- Rumor de que Jonathan, o tartaruga de 193 anos, tinha morrido ganhou repercussão, incluindo BBC e USA Today, no dia 1º de abril.
- A notícia era falsa: o animal continua vivo e bem, conforme o veterinário real, Joe Hollins.
- A postagem falsa atribuída ao veterinário pedia doações em criptomoedas, configurando golpe para captar recursos digitais.
- Quem criou a farsa afirmou mais tarde ter havido hoax e que pessoas chegaram a enviar criptomoedas.
- Especialistas ressaltaram a necessidade de verificação antes de publicar, especialmente em casos sensíveis.
Jonathan não morreu. Hoax envolvendo criptomoedas enganou leitores que acreditaram na notícia sobre o Falecimento do animal mais velho do mundo, o jabur Jonathan, um jabuti terrestre de 193 anos.

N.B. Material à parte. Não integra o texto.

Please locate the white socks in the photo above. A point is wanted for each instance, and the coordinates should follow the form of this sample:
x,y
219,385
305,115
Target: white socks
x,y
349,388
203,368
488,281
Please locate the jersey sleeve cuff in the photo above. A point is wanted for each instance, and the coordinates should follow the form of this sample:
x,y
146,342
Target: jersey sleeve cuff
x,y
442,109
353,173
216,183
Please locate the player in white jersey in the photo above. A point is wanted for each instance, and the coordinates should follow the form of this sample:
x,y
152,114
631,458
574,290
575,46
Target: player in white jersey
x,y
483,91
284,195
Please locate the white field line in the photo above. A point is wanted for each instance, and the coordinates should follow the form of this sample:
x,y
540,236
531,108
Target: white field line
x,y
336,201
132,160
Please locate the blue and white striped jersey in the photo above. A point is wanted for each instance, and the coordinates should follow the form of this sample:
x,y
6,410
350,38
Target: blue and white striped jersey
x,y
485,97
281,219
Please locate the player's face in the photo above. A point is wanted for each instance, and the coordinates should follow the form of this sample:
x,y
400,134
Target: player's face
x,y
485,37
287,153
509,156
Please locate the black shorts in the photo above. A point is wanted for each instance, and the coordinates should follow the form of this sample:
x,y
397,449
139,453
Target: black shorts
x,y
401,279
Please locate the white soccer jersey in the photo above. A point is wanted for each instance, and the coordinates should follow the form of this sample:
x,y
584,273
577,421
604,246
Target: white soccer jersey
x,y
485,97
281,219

O episódio ocorreu no dia 1º de abril, quando veículos como BBC e USA Today divulgaram a informação da morte do animal, atribuída a um veterinário que supostamente cuidava de Jonathan. A suposta confirmação partiu de uma postagem em redes sociais.
A fonte real da postagem nunca teve credibilidade; a profissional que cuida do jabuti confirmou que Jonathan segue vivo e bem, em Saint Helena. O veterinário verdadeiro alertou que a mensagem era uma tentativa de golpe.

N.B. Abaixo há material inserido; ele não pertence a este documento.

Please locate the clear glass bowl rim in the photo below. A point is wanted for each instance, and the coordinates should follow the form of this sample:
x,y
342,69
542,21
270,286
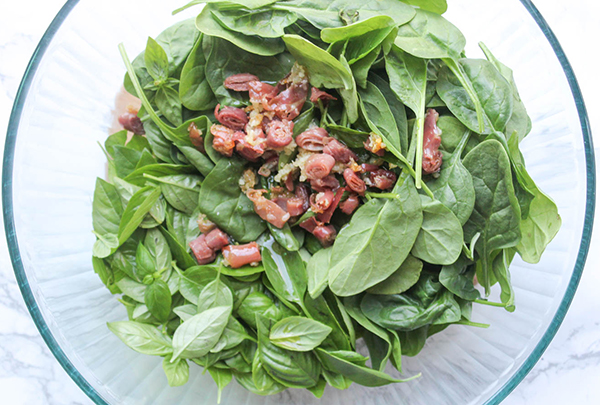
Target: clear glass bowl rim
x,y
88,389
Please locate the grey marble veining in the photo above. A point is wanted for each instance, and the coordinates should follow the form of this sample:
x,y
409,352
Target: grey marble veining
x,y
568,372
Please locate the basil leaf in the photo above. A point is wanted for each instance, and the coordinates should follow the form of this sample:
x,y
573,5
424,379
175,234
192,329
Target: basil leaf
x,y
142,338
196,336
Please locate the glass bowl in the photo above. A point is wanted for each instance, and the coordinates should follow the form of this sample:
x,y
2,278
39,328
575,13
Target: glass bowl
x,y
68,101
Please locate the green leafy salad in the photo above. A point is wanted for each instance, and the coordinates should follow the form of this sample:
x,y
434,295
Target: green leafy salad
x,y
303,174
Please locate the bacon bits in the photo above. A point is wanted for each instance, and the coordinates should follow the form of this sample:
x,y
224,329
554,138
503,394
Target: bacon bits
x,y
432,157
231,117
316,95
382,179
237,256
131,122
268,210
196,137
319,166
313,140
239,82
279,134
339,151
223,139
354,183
349,205
320,202
204,253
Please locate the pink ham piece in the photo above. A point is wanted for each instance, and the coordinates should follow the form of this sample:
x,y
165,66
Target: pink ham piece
x,y
350,204
237,256
320,202
326,183
239,82
223,139
354,183
131,122
279,134
268,210
432,157
325,234
231,117
319,166
382,179
326,215
261,93
313,140
204,254
217,239
316,95
339,151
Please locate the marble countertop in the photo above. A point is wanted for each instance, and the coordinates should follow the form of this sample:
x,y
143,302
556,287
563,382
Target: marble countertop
x,y
568,372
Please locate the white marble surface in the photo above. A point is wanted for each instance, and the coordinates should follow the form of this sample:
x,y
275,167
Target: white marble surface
x,y
568,372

O culpado pela suposta notícia foi identificado como alguém que se fazia passar pelo veterinário real. A mensagem clonada pediu doações em criptomoedas, caracterizando um golpe financeiro direto.
Ainda segundo a verificação, a conta falsa chegou a gerar adicionais posts sobre criptomoedas e finanças que destoavam do histórico profissional do veterinário, o que levantou suspeitas entre jornalistas.
As organizações de imprensa que repercutiram rapidamente o boato sem confirmação registraram constrangimento parcial. Especialistas destacam a importância de checagem cruzada de fontes em temas sensíveis.
Até o momento, não há relato de danos maiores, mas o caso serve como alerta sobre golpes que exploram notícias falsas para captar recursos digitais.
Verificação e lições
A rede de checagem ressalta que a checagem de identidade e de fontes é essencial antes de publicar relatos sensíveis que envolvam animais públicos. A investigação continua para identificar o autor do golpe.